No dia 4 de outubro daquele ano, Bretas interrogou o ex-secretário de Obras da gestão de Paes, Alexandre Pinto. O depoimento foi colhido três dias antes do primeiro turno das eleições e, de acordo com Paes, o juiz teria conduzido as perguntas insinuando uma eventual responsabilidade do então candidato ao governo do estado. Oficialmente, Paes não fazia parte da investigação.

O atual prefeito do Rio afirma que a repercussão negativa do depoimento de Alexandre Pinto foi decisiva para a sua derrota nas urnas. Depois da vitória de Witzel, o ex-governador fez diversas aparições públicas ao lado de Bretas, tanto em eventos institucionais quanto sociais. No Carnaval de 2019, eles assistiram juntos ao desfile das escolas de samba na Sapucaí.

Na sua defesa, Bretas não nega as situações em que esteve ao lado de Witzel, que foi também juiz federal. Ele afirma, contudo que a reclamação apresentada por Paes quatro anos depois dos fatos revelaria uma ‘verdadeira e oportunista intenção ao tentar criar uma falsa narrativa de que haveria de minha parte interesse pessoal em prejudicá-lo’. O magistrado nega quaisquer tentativas de intervir na eleição e destaca uma entrevista de Paes, depois do pleito de 2018, elogiando-o.

A terceira reclamação disciplinar cujo julgamento está previsto para terça foi aberta pelo próprio Conselho Nacional de Justiça a partir do relatório de uma correição feita na 7ª Vara Federal Criminal do Rio, da qual Bretas é titular. A investigação apura a suposta proximidade do juiz com o advogado Nythalmar Dias Ferreira Filho, que defendeu José Antonio Velasco Fitchner Pereira (irmão do ex-secretário da Casa Civil do Rio, Regis Fitchner, e autor de um acordo de delação premiada) e outros acusados de corrupção pelo braço carioca da Lava Jato, como os empresários Fernando Cavendish e Artur Soares.

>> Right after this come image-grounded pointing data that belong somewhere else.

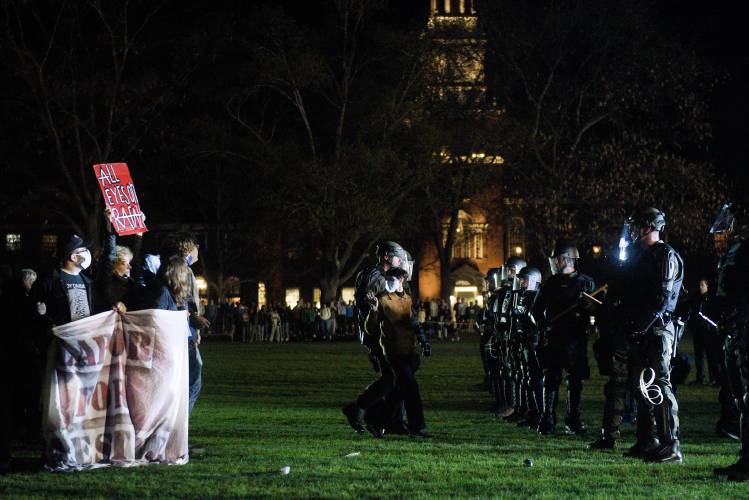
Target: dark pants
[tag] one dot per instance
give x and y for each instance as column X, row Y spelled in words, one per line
column 407, row 389
column 565, row 354
column 483, row 341
column 737, row 373
column 380, row 388
column 654, row 350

De acordo com a deliberação do Corregedor Nacional de Justiça, Luis Felipe Salomão, datada de 11 de dezembro de 2022, à qual o Estadão teve acesso, ‘há elementos que conduzem para a existência de indícios do possível cometimento de infrações disciplinares pelo magistrado reclamado’.

A decisão de abertura do processo traz trechos da correição e do acordo de delação premiada de Fitchner Pereira que apontam uma suposta proximidade entre Bretas e Nythalmar. O advogado, natural do pernambuco, já foi alvo de uma busca e apreensão da Polícia Federal e é visto com reserva por colegas mais experientes. Na época, ele foi investigado por tráfico de influência e exploração de prestígio, crimes previstos no Código Penal.